Valle de los Caídos is a vast monumental memorial conceived by Francisco Franco and built between 1940 and 1959 partly by forced labour of Spain’s political prisoners. It includes a 152-meter-tall cross, a basilica, a long crypt and a vault, carved out of the mountain it is situated on. During recent years, the debate about the site’s transformation has gradually intensified, creating a highly charged and controversial matter for the country.
Even though the Spanish government took the decision to exhume Franco’s remains (which has seen major reactions from Franco-nostalgics, right wing and Catholic church supporters), the area risks becoming a cenotaph — an empty grave — with no clear narrative for its future. The high prominence of the site’s location is undoubtable, and its future transformation is thought by many to be an incredible opportunity, in terms of reconciliation but also re-use. However, no one can deny the divisive historical wounds and controversies attached to it.
So how does one proceed from here? How can this subject, currently treated like a hot potato hurriedly passed from hand to hand, be finally addressed? Sure, inactivity will lead nowhere with time gradually doing its job and destroying everything, however rushed and inconsiderate decisions can also prove lethal. How can the perceptions or ‘label’ of a place of conflict be modified, better yet repurposed?
Here is where Hybrid Space Lab enters the discourse. Its founders, professors Elisabeth Sikiaridi and Frans Vogelaar, amongst working for multiple interdisciplinary projects all over the world, have extensively dealt with memory politics and controversial heritage while using creative processes and digitalisation.
In the case of Valle de los Caídos, instead of coming up with ‘solutions’, Hybrid Space Lab acts as a platform for discussion by organising a workshop and inviting highly skilled individuals from around the world. The twenty two participants coming from various academic and professional backgrounds such as psychoanalysts, historians, political scientists and architects, all provided their invaluable input from their own perspectives. Additionally, an important aspect of the workshop was the incorporation of both insiders’ and outsiders’ voices within the debate, to ensure a broad range of viewpoints and opinions for the subject.

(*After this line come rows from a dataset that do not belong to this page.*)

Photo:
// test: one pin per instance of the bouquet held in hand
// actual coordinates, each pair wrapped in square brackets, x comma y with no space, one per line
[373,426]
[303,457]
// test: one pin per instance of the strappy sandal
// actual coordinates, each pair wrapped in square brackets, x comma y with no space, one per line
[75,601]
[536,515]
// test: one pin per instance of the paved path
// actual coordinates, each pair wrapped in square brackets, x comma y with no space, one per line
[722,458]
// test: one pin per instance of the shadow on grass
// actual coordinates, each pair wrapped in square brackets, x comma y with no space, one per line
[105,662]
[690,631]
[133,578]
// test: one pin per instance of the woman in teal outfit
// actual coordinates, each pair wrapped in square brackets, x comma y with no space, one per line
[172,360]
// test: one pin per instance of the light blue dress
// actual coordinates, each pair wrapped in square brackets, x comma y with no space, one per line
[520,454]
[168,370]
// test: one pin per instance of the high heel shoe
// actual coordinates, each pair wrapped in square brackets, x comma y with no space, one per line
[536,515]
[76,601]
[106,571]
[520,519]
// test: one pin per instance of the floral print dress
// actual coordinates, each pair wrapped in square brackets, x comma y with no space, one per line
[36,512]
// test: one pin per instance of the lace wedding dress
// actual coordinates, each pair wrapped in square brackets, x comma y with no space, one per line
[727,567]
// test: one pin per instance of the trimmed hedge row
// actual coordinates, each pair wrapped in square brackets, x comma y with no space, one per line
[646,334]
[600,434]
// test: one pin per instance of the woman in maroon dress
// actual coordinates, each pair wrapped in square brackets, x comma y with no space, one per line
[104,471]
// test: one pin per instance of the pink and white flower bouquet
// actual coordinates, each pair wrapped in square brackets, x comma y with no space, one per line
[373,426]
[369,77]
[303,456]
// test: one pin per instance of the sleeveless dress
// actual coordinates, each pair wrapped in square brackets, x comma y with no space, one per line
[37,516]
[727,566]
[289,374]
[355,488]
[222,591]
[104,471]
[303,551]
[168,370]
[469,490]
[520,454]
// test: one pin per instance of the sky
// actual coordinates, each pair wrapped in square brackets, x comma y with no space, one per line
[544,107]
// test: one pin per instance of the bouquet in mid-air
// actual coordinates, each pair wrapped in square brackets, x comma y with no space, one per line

The international Deep Space: Re-signifying Valle de los Caídos workshop, which took place this past October in Madrid, included an extensive guided tour of the site followed by two days of lectures on issues concerning similar, politically tense situations such as the Demilitarised Zone (DMZ) between North and South Korea, and the New Dimensions in Testimony project, which developed the ability to present Holocaust survivor stories in an interactive conversational format, preserving their stories for future generations. Simultaneously, the two-day workshop involved intense discussions and proposals on the monument’s future visions through digital and technological tools.
Sikiaridi, the event co-organiser, argues that ‘the digital layer functions inclusively, enabling the integration of sidelined voices within the vision of a polyphonic monument and paving the way from recognition to reconciliation.’ Digital methods allow for a more holistic view in terms of history without physical intervention, approaching the discourse in a meticulous and inclusive manner. For example, the visualisation of the barracks used to house the convicted along the path leading to the Valle, provides a different perspective, resurfacing the voices that no longer have a physical presence.
The workshop proved that artistic interventions can fruitfully develop by incorporating multiple ‘sides’ and experts within a structured debate, rather than implementing top-down, anonymous and third party decision-making. This research method can prove incredibly beneficial for the tools of analysis on any sort of controversial grounds. It can therefore assist in resolving such issues as democratically as possible in a kind of trial-and-error manner, having a clear idea on how the place would be perceived prior to its actual transformation.
We live in a world where the veracity of democratic governments depends on the latter’s ability to deal and respect controversial matters. Without a thoroughly thought solution, the nation’s (or culture’s) representatives are automatically put into question. Prosperous societies advocating for democracy can only go forward with solid — meaning respecting and controversy-addressing — foundations.